Red Velvet Cake Recipe
Red Velvet cake which is a very beautiful Bright Red coloured Cake iced with Cream Cheese. Traditionally this cake achieved the red colour due to the reaction between the acidic agent and the cocoa powder. But now food colouring is used to achieve more brighter colour. Beetroot is also used as a colouring agent in this cake. This is a extremely beautiful cake fit for any occasion.
If you like tea time cakes, then you must try some of our favorite cake recipes
For the Cake
- 75 grams Butter , softened
- 150 grams Caster Sugar
- 1/2 teaspoon Vanilla Extract
- 2 Whole Eggs , separated
- 125 grams All Purpose Flour (Maida)
- 12 grams Corn flour
- 1/2 teaspoon Baking powder
- 1 tablespoon Cocoa Powder
- 125 ml Buttermilk
- 1 tablespoons Red Food Color
- 1/2 teaspoon White vinegar
- 1/2 teaspoon Baking soda For the frosting
- 1 cup Britannia Cream Cheese
- 1 cup Heavy whipping cream
- 1/2 cup Icing Sugar
How to make Red Velvet Cake Recipe
To begin making the Red Velvet Cake Recipe, preheat the oven to 180°C.
Grease and line the sides of a 6″cake tin with parchment paper.
Cream the butter in the bowl of the stand mixer until creamy.
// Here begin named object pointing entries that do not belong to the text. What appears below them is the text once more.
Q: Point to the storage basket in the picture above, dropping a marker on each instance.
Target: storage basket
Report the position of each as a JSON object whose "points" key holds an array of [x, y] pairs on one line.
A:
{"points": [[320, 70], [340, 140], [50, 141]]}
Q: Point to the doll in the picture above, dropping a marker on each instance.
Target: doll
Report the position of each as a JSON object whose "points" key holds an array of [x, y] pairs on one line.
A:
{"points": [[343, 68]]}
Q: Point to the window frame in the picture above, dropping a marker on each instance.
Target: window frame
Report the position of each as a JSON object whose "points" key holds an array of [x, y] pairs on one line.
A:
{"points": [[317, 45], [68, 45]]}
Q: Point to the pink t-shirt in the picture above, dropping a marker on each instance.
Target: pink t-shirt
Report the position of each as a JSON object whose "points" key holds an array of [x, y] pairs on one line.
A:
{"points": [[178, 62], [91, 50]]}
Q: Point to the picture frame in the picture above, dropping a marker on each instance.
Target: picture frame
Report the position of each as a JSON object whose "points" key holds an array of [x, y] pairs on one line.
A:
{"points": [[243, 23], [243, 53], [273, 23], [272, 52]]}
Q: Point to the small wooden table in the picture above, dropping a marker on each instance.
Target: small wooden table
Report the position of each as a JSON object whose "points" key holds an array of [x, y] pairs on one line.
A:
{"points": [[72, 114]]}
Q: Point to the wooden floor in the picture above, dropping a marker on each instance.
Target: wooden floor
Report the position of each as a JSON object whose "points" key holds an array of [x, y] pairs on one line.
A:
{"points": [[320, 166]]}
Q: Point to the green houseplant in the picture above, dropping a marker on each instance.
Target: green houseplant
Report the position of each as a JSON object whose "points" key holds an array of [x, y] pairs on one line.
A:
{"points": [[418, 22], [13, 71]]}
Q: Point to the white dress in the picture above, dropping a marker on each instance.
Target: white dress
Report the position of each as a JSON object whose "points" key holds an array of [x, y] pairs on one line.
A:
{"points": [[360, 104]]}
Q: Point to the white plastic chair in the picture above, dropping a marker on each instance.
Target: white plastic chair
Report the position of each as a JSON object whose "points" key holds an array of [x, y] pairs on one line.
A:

Add the sugar and beat until the mixture is pale and fluffy. For about 3 minutes. Add the vanilla extract and the egg yolks, one by one, beating well after each addition till well combined. Do not over beat. That will curdle the mixture.
Sieve the flour, cornflour, baking powder and cocoa powder in a sieve resting on a plate.
Add the buttermilk with the food colouring and mix together. It should be very red, so add more if you need to.
Sift one-third of the dry ingredients into the butter and eggs mixture and fold until just combined, then pour in one-third of the buttermilk mixture and mix until just combined. Continue, combining a third at a time, until both are incorporated.
Whisk the egg whites and salt in a separate clean bowl until stiff peaks form. Add 1/3rd to the batter and mix. Add the remaining egg whites in three stages, folding them in gently with a spatula until just incorporated, without knocking off too much air from the egg whites.
In a small bowl, mix the vinegar and baking soda until it bubbles up, then gently fold this into the batter.
Quickly pour the batter into the prepared tin and smooth the top. Bake in the oven for 25–30 minutes or until a skewer inserted into the middle comes out clean .
Rest the cake in the tin 15 minutes, then carefully remove the cake from the tin and cool it completely.
For the frosting, whip the heavy cream with 1/4 cup icing sugar till stiff peaks form.
Whip cream cheese with the remaining icing sugar in a separate bowl till smooth.
Fold in whipping cream and cream cheese together.
And now to assemble the Red Velvet cake. Slice the cake into three equal parts. Cut these slices equal to the diameter of the glass used for serving.
Layer the cake as the bottom most layer in the glass.
Pipe frosting on the cake evenly. Place the next slices of cake and repeat it with frosting. Top the Red Velvet Cake with some crumbs of the cake and serve.
Note: Instead of layers you can even crumble the cake and layer it in the glass.